I recently read Marie Kondo’s “The Life-Changing Magic of Tidying Up”. The book isn’t about cleaning, it’s about decluttering (the photo is from a house I visit upstate -I chose the photo because I love it, everything about it, and it expresses the beauty of essential things – just the essential things – the joy of simplicity and the elegance of the space around things).
It’s about having less stuff, having only things that bring you joy.
I approached this book with probably more than healthy skepticism. I always run into trouble with the word clutter. I get defensive and protective – that’s my important stuff, my important special stuff- and I need it, I need all of it, I need choices.
But do I? Do I need all of it? Do I even know? Have I truly looked closely enough or listened to myself and my things enough to know?
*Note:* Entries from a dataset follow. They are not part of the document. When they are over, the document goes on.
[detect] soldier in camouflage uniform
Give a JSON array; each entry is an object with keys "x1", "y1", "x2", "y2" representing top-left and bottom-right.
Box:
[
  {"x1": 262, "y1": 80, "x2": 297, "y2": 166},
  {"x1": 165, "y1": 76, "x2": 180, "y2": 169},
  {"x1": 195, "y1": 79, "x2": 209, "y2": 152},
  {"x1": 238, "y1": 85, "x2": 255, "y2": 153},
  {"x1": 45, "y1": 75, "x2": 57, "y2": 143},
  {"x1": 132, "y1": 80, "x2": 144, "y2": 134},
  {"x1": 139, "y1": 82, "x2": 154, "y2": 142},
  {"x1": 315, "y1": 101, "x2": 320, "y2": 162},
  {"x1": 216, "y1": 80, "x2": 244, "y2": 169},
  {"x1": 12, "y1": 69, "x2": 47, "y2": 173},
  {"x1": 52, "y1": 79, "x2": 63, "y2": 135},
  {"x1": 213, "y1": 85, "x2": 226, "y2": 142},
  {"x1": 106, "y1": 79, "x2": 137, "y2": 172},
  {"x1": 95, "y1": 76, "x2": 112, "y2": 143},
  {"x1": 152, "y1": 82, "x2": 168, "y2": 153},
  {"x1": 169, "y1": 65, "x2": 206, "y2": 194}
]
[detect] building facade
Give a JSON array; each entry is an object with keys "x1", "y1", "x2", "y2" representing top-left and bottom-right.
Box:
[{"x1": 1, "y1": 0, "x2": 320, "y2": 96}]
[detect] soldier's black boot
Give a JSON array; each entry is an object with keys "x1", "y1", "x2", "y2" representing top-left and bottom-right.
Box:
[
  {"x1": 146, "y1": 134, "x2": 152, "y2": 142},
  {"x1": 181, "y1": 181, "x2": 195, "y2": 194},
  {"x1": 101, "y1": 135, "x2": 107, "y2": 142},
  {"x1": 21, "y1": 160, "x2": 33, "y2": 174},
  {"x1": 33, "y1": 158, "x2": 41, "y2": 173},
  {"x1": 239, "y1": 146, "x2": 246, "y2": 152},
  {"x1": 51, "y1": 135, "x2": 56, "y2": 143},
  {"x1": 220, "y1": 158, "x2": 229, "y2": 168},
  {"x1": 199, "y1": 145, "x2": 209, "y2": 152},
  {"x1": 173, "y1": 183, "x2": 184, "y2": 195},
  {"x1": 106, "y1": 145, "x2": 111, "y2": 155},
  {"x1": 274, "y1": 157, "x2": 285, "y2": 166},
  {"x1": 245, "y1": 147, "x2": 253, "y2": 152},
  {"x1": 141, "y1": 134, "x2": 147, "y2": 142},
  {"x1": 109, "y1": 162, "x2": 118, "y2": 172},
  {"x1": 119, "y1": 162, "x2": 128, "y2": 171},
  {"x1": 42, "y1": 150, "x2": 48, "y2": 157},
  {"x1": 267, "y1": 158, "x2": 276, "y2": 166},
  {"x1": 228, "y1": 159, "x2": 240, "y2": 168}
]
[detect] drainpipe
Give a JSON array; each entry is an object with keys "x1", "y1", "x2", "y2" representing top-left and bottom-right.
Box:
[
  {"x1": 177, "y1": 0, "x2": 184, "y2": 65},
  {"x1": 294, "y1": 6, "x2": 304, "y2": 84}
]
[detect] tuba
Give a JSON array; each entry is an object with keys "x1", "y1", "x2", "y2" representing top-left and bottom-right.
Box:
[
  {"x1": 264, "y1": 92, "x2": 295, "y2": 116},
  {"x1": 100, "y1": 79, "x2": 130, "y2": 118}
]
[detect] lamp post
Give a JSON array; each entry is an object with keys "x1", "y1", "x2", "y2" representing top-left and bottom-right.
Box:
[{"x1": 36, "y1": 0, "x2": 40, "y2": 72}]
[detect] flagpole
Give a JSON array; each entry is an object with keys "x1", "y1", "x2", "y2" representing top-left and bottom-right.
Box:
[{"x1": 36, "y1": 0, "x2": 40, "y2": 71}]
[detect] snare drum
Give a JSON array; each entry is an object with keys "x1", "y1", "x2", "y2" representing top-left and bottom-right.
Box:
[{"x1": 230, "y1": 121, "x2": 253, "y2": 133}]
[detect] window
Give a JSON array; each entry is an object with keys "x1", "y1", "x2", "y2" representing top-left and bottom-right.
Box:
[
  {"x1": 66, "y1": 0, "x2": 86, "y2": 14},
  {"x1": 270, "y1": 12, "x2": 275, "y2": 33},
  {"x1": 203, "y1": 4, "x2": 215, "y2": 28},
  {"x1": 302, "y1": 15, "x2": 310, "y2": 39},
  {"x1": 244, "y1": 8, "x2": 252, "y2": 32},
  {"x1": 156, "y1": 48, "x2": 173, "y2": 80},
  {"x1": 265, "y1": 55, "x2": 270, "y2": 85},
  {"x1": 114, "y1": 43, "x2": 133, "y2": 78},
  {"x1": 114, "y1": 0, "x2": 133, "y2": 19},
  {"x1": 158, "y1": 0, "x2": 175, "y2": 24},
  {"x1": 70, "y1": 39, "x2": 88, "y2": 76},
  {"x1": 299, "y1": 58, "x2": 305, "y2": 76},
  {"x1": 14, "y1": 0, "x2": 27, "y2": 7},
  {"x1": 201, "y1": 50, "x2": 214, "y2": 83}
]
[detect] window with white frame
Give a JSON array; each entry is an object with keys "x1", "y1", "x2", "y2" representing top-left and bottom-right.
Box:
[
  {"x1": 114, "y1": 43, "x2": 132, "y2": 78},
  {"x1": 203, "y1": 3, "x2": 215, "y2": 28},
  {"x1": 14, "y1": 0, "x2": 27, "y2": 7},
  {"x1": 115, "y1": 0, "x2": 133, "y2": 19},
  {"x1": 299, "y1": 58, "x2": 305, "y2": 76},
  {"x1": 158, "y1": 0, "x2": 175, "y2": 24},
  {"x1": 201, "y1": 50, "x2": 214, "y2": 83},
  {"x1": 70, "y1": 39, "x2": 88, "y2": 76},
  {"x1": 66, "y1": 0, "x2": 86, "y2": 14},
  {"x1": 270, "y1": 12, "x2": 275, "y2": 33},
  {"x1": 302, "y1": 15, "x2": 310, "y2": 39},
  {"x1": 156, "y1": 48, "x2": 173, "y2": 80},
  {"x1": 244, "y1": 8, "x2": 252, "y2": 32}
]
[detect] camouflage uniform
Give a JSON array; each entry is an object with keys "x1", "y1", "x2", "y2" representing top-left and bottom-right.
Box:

Do I really understand what having it is costing? Because there is a cost – things have weight and shifting that weight around requires time and energy. And that’s what I do – I shift it around.
“Putting things away creates the illusion that the problem has been solved.”
I have all sorts of organizing schemes, I love the container store and ikea. I love them. I put it all away, make it lovely and it feels so good. For a while. Until everything I squirreled away starts to creep back out and I need to do it all again. It doesn’t really work or last because there is just too much. Too much that isn’t meaningful, too much I don’t truly love, more than what is essential. Slowly, it reemerges and I feel the weight of it.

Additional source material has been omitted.